L’ipotesi del gasdotto turco-israeliano
In quest’ottica il presidente turco Recep Tayyip Erdogan ha espresso interesse nella collaborazione energetica con Israele e nell’accesso al gas di Leviathan. Ankara e Tel Aviv lavorano a un gasdotto da 500 km in grado di portare in Turchia il gas israeliano. Si tratterebbe di una svolta perché diminuirebbe i timori di Ankara di essere tagliata fuori da EastMed e la farebbe partecipare da partner a manovre che vedono coinvolte nazioni percepite come ostili come Grecia e Cipro. E l’Italia può mobilitare il suo know-how infrastrutturale e tecnico per completare l’opera in tempi brevi.

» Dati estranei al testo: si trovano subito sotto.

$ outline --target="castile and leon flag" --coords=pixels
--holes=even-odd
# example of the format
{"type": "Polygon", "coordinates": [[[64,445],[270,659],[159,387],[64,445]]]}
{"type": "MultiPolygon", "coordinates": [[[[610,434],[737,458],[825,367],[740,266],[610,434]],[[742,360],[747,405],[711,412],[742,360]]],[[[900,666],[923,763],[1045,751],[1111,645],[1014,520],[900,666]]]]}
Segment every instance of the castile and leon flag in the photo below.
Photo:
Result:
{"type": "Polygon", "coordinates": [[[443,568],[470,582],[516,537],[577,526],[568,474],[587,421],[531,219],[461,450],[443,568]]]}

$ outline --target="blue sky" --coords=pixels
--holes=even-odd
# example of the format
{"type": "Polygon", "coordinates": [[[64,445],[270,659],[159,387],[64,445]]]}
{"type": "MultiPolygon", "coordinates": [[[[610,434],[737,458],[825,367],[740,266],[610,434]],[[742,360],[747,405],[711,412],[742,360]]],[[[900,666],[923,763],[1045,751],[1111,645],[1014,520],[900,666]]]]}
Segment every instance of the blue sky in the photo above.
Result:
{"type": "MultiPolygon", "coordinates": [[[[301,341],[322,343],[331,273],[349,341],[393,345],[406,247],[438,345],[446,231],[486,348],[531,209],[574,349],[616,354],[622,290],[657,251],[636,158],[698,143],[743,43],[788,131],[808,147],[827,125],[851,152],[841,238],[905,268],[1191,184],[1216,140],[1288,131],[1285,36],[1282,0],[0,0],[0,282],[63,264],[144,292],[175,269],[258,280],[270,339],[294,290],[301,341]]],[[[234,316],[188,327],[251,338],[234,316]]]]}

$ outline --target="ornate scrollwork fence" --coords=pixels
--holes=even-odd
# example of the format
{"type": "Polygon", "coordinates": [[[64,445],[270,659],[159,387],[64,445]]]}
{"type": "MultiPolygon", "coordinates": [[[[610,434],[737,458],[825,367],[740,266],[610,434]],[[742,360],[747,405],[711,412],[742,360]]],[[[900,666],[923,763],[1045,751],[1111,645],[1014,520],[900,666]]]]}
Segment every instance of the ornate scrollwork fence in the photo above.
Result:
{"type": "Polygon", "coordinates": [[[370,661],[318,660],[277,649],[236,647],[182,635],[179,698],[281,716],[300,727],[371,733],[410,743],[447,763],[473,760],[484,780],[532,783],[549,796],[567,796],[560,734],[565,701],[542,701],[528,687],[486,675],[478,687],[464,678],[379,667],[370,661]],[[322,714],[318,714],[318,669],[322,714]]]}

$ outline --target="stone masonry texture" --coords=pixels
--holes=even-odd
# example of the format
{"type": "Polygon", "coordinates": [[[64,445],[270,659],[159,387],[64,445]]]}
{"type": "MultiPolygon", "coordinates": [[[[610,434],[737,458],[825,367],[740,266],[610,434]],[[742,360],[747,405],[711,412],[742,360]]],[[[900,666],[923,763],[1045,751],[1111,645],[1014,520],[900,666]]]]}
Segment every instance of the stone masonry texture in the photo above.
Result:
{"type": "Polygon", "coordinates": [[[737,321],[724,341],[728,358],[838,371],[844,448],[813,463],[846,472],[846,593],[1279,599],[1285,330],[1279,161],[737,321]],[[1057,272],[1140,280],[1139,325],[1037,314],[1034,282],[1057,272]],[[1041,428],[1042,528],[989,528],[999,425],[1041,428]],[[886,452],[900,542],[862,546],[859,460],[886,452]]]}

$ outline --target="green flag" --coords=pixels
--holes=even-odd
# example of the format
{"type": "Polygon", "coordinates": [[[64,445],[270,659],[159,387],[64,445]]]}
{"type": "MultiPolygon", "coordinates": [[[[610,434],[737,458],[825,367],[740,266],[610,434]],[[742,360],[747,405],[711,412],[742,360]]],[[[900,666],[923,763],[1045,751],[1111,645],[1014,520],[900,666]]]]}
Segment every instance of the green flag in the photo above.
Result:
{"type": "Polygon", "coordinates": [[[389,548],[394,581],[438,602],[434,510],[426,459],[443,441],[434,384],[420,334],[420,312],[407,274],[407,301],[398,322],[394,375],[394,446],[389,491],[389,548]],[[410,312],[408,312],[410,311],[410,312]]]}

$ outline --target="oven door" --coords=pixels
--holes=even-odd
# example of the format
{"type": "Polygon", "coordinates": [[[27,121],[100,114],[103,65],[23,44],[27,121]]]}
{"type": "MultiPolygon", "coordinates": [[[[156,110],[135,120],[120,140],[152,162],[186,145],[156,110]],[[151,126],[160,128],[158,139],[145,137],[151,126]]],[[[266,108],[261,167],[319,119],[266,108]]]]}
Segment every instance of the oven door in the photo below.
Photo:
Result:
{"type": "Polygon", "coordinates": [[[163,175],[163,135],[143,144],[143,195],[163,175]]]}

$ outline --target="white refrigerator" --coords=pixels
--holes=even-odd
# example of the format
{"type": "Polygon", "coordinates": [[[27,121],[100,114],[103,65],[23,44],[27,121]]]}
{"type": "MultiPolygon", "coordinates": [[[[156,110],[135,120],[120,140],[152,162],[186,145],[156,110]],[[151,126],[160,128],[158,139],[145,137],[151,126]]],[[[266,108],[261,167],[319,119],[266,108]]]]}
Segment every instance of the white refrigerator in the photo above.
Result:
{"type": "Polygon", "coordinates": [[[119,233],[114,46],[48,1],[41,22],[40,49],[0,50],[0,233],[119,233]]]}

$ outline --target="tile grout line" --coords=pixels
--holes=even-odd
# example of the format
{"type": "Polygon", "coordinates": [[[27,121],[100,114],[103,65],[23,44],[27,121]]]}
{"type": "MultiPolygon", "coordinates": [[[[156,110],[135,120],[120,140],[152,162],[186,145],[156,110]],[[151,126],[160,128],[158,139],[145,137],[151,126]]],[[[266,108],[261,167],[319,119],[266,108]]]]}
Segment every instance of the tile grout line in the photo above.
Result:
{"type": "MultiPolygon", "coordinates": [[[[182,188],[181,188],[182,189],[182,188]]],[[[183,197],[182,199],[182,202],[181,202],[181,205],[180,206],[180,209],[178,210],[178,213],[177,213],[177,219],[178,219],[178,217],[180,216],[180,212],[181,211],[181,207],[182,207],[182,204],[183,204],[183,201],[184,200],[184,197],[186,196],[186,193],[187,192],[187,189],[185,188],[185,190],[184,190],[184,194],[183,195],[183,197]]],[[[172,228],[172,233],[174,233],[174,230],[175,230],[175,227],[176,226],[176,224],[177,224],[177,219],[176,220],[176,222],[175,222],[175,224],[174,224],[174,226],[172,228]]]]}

Nei prossimi anni l’Italia si gioca una fetta importante della sua indipendenza energetica nel Mediterraneo. Consolidati i rapporti con l’Algeria, sempre più attenzionati gli altri Paesi africani e reso decisivo il Tap, a Est si muove un fronte ancora più interessante: quello del legame tra Roma e Israele in nome di un rinnovato e rinvigorito asse energetico che negli anni a venire può fissare una strada per l’ottenimento di un’indipendenza energetica dalla Russia capace anche di valorizzare le imprese e le eccellenze italiane senza strappi traumatici con Mosca. Tutto questo mentre su altri fronti, come quello del petrolio, il ritorno di Eni in Paesi come il Venezuela dimostra come l’originalità di pensiero e la visione strategica siano decisive per il sistema-Paese. Questo perché la tempesta d’Ucraina non offre solo rischi, ma anche opportunità di indipendenza e autonomia per l’Italia. Dinamiche che sarebbe un errore lasciar sviluppare senza che Roma giochi la sua parte: e di queste dinamiche quella in via di sviluppo con Tel Aviv è la più interessante e promettente.